Cognitive rehabilitation previously was expensive and lengthy. The advent of computer programs have made management easier and rehabilitation cheaper—this is important medicolegally.
Certain less well-known tests such as the ‘INSET’ (Inventory of Neppe of Symptoms of Epilepsy and the Temporal Lobe) and ‘SOBIN’ (Soft Organic Brain Inventory of Neppe) are very important structured ways of monitoring symptoms clinically and in follow up. Furthermore, specialized techniques like Home Ambulatory Electroencephalography, and neuroradiological evaluations like ‘contrast MRI’, ‘contrast CT’, sometimes SPECT of the head, and occasionally PET scanning, and are beneficial but very costly.
In TBIs, we must consider the roles in civil litigation of specialist plaintiff or defense experts, as there may be contradictions in their roles as treaters and forensic experts. Recently, chronic traumatic encephalopathy (CTE) has become increasingly recognized in football players and other contact sports, and has become a major potential forensic kind of repetitive TBI. There is a need for classification of head injury with its forensic applications. The author has proposed this.

 

Development and use of testing in clinical psychiatry and neuropsychiatry with especial emphasis on the forensic context. 

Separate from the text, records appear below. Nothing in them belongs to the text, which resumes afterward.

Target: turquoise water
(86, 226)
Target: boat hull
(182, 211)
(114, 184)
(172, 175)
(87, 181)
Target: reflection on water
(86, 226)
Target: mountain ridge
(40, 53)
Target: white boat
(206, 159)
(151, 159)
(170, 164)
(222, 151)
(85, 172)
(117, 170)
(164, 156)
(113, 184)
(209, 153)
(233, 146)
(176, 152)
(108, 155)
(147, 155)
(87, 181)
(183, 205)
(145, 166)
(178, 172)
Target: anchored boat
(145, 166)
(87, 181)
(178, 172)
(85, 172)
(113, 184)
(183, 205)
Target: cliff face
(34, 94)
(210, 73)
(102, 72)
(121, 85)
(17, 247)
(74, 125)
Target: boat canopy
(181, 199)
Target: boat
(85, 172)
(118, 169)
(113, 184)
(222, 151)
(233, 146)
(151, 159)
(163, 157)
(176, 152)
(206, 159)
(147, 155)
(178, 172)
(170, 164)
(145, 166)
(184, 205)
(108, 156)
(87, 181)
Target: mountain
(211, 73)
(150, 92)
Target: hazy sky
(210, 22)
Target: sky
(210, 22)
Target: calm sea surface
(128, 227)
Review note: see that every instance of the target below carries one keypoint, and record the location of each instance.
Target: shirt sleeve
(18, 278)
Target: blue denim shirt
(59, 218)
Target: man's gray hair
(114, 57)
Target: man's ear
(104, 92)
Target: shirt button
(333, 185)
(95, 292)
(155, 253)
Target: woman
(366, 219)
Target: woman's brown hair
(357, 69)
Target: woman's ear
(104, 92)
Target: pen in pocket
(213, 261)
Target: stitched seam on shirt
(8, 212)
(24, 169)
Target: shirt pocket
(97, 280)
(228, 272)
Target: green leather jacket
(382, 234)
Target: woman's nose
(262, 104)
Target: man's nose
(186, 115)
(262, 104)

A major basis of litigation is substandard care. Because of the litigious nature of American medical practice, every clinical patient could be a potential forensic case. Treatments are frequently off-label and frequently revisions of management are needed. Clinicians may exhibit substandard care. Therefore, what skills should we apply to evaluate the forensic neuropsychiatric patient and how do we do so? Management within the requisite standard of care may be more easily applied by appropriate evaluation and management. At my institute, we evaluate patients clinically and some forensically, applying standard techniques but recognizing that individual elements must be applied. When patients are at risk, we ensure that all medicolegal elements are taken into account. Clearly previous medical and psychosocial histories are important, with knowledge of comparative norms, and progress over time. We must recognize there are limitations to standardized neuropsychological testing and that may be over-inclusive or not found because each individual is different and baseline data including education, background, and previous exposures to tests must be accounted for. The role of repetitive individualized monitoring over time is important and we apply a series of broad psychiatric and neurological questionnaires: the Diagnostic Screen is a series of 11 detailed questionnaires. The INSET and SOBIN are very valuable. Perspectives about why repeated testing over time might produce different results must be examined. Careful methods of looking at patient malingering, motivation and fatigue are critical. Data must be appropriately correlated, and all records adequately examined. Outside validations by family members, friends, and sometimes law-givers are important.